Secrets in small blood vessels could reveal the risks of heart disease and diabetes
Researchers at the University of Southampton together with colleagues at King's College London have embarked on a unique study that will shed new light on the risk of heart disease and diabetes in later life.
A healthy diet for pregnant women is important for the health of the baby. Having a poor diet in pregnancy, such as one that is too high in fat, may cause problems in the offspring's later life. However, the exact mechanisms controlling the effect of diet during pregnancy on the long-term health of children are not well understood.
While other studies have investigated the impact of a mother's diet on the function of large blood vessels in her offspring, this study, led by Geraldine Clough, Professor of Vascular Physiology at the University of Southampton, is breaking new ground.
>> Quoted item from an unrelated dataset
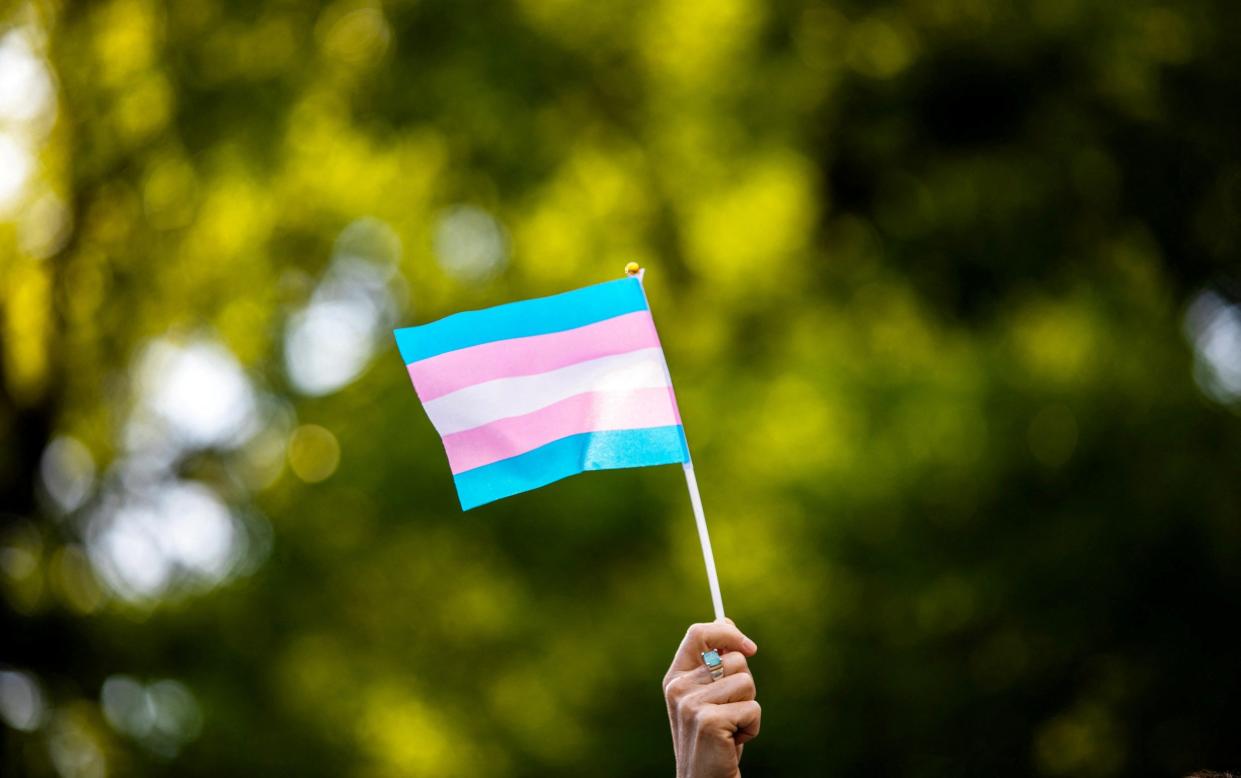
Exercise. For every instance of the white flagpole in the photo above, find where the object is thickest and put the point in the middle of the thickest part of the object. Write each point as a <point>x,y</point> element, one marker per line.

By studying adult mouse offspring the researchers set out to investigate the effects of a high fat diet during a woman's pregnancy on the networks of small blood vessels - called the microcirculation – and to establish whether these networks are susceptible to damage from a poor maternal diet.
Professor Clough explains: "These small blood vessels, which are ten times smaller than a human hair, provide vital organs such as the heart, brain and muscles with important nutrients and oxygen. They are known to be altered in adult diseases such as obesity and diabetes but it is not known how they are influenced by maternal diet and so this work will give further insight into how an adverse high fat diet during pregnancy can increase the risk of adult disease in offspring.
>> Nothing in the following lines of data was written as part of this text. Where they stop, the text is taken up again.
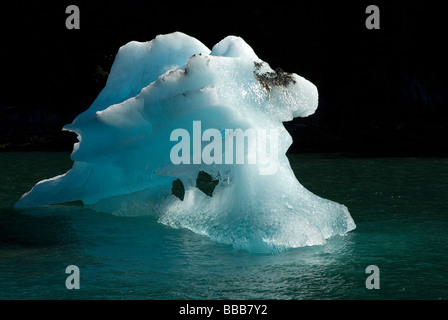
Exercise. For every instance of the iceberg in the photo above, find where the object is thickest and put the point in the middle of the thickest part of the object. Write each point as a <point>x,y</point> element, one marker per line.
<point>173,110</point>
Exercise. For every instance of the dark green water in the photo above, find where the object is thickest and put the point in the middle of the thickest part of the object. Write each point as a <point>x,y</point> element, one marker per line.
<point>400,206</point>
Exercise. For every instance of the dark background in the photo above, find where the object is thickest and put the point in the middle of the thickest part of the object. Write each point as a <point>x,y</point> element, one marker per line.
<point>381,92</point>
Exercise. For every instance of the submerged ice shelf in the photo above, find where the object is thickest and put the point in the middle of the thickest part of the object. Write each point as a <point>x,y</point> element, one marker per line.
<point>171,110</point>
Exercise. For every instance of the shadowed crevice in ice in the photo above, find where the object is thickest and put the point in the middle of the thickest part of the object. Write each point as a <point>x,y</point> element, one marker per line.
<point>122,161</point>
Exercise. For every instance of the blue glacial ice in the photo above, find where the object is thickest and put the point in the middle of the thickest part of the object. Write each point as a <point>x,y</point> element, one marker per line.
<point>123,162</point>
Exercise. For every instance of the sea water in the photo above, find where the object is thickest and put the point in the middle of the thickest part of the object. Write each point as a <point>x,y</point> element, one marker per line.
<point>400,207</point>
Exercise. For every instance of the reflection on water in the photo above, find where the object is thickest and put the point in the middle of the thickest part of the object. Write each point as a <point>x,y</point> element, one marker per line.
<point>399,206</point>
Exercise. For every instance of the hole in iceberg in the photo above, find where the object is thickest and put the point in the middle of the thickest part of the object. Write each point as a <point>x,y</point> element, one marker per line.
<point>206,183</point>
<point>178,189</point>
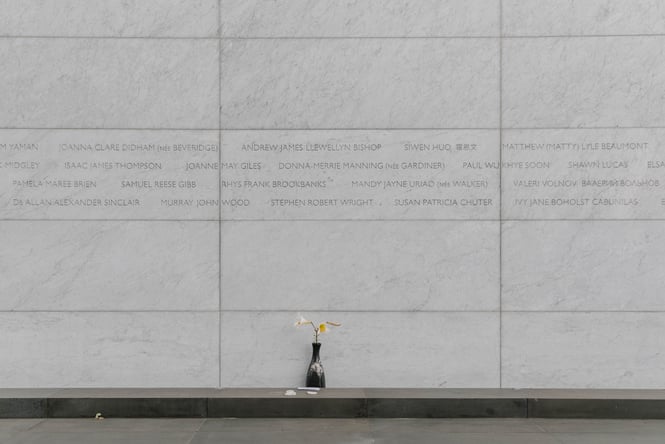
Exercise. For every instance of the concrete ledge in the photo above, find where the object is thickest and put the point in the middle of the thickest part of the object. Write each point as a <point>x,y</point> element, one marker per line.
<point>332,403</point>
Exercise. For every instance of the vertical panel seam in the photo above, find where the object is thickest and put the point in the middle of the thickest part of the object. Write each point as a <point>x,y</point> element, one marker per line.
<point>219,188</point>
<point>501,193</point>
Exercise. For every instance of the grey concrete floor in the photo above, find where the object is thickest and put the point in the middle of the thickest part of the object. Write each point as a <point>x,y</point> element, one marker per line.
<point>324,431</point>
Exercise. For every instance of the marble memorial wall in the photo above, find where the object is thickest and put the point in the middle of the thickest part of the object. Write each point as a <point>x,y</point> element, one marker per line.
<point>474,188</point>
"Secondly, since this microcirculation can be easily (and non-invasively) measured in humans then our study will inform us about how we can better use such measurements to give improved advice to children, mothers and women of child bearing age."
The study is being funded by the British Heart Foundation.
Dr Shannon Amoils, Research Advisor at the BHF, comments: "We're very pleased to announce this new research award of more than £100,000, which will help us gain a greater insight into how a child's health can be affected by their mother's diet during pregnancy.
"We know that if a mother eats a healthy diet during pregnancy, the benefits for her child can continue – even into adulthood and middle age. This research in mice is looking at how the function of small blood vessels is affected by a poor maternal diet. This could help explain how eating poorly in pregnancy increases the risk of cardiovascular and metabolic disease, like high blood pressure and diabetes, in the offspring in later life."